Which Maxwell equation in differential form relates the curl of B to current density and the time rate of change of E (the Ampere-Maxwell law)?

• A. ∇×B = μ0 J + μ0 ε0 ∂E/∂t
• B. ∇×E = −∂B/∂t
• C. ∇·E = ρ/ε0
• D. ∇·B = 0

Answer: (A)

The curl of the magnetic field is driven by circulating electric effects, so the differential form that ties ∇×B to currents and changing electric fields is Ampere-Maxwell law. It states that ∇×B equals μ0 times the current density J plus μ0 ε0 times the time rate of change of the electric field ∂E/∂t. The first term captures the magnetic field produced by moving charges, while the second term—the displacement current—accounts for changing electric fields even when no physical current flows (such as during capacitor charging).
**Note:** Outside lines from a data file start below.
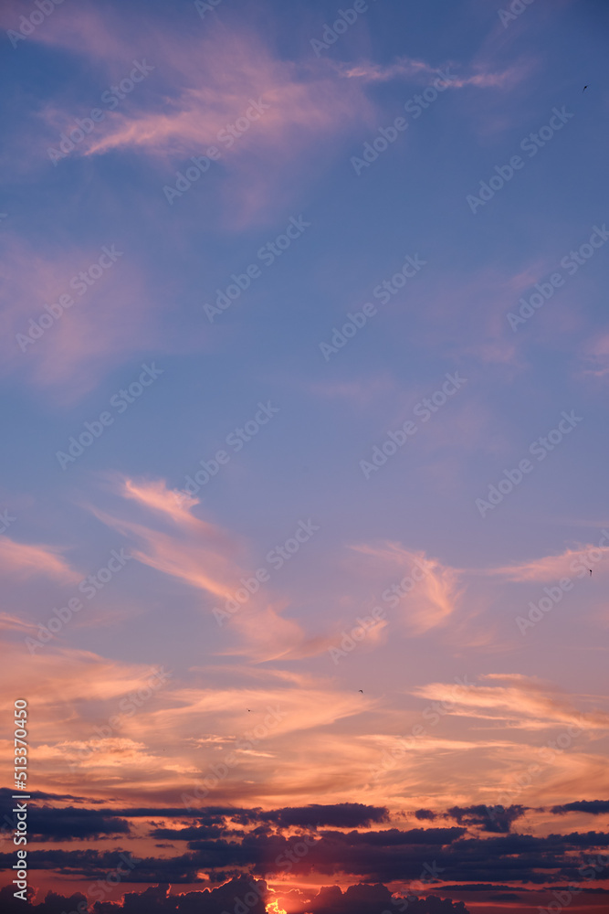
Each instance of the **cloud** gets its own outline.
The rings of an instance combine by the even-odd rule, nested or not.
[[[351,548],[379,560],[385,567],[393,567],[396,584],[400,578],[407,581],[393,599],[415,634],[444,626],[451,619],[462,594],[457,570],[443,565],[438,558],[428,558],[425,552],[408,549],[400,543],[363,544]]]
[[[598,553],[595,559],[590,558],[591,550]],[[567,548],[557,556],[543,556],[541,558],[508,565],[502,568],[490,569],[483,572],[498,575],[507,580],[525,581],[556,581],[560,578],[572,577],[574,572],[587,571],[591,561],[599,561],[609,554],[609,547],[580,546],[579,548]],[[603,569],[598,569],[602,572]],[[581,577],[581,574],[578,574]]]
[[[527,813],[526,806],[453,806],[447,815],[461,824],[480,825],[484,832],[509,832],[512,823]]]
[[[574,802],[552,806],[553,815],[566,815],[567,813],[588,813],[590,815],[603,815],[609,813],[609,800],[576,800]]]
[[[9,537],[0,537],[0,569],[21,579],[42,575],[64,583],[80,580],[82,576],[68,565],[61,551],[57,547],[16,543]]]
[[[86,286],[78,274],[105,256],[101,249],[48,246],[40,252],[21,239],[9,239],[0,267],[0,289],[8,303],[0,317],[3,371],[50,388],[71,404],[93,389],[110,367],[151,348],[156,331],[150,296],[129,252],[122,255]],[[72,280],[79,284],[70,286]],[[76,290],[82,287],[80,295]],[[63,309],[58,302],[66,295],[73,303]]]
[[[473,686],[456,695],[454,686],[430,683],[414,690],[424,698],[446,700],[456,706],[451,714],[502,721],[510,728],[540,730],[557,724],[577,722],[584,730],[604,728],[609,714],[591,711],[583,715],[553,686],[520,674],[488,673],[478,677],[501,680],[505,686]]]
[[[146,155],[166,174],[161,193],[163,183],[175,182],[180,165],[215,146],[220,158],[204,181],[219,183],[229,204],[225,218],[234,228],[285,209],[299,186],[297,176],[323,168],[345,133],[373,122],[362,87],[336,80],[326,61],[286,59],[254,22],[226,25],[216,17],[201,27],[194,17],[191,27],[175,17],[142,21],[128,9],[119,17],[87,4],[69,23],[53,20],[39,40],[92,61],[103,73],[100,88],[127,76],[131,68],[125,71],[124,61],[133,55],[154,68],[70,154]],[[47,106],[43,129],[49,142],[73,125],[74,104],[58,99]]]
[[[526,79],[530,68],[522,64],[513,64],[502,71],[493,71],[478,65],[467,75],[454,72],[452,64],[432,67],[425,60],[413,58],[399,58],[394,63],[377,64],[362,62],[355,65],[338,66],[341,76],[348,80],[362,80],[364,82],[389,82],[393,80],[411,80],[419,83],[432,83],[441,79],[448,81],[452,89],[475,86],[478,89],[511,89]]]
This combination explains how magnetic fields can form loops around both actual currents and changing electric fields.

The other equations describe different phenomena: curl E equals −∂B/∂t is Faraday’s law of induction, linking changing magnetic fields to induced electric fields; divergence E equals ρ/ε0 is Gauss’s law for electricity, relating the electric field to charge density; and divergence B equals zero is Gauss’s law for magnetism, reflecting that there are no magnetic monopoles.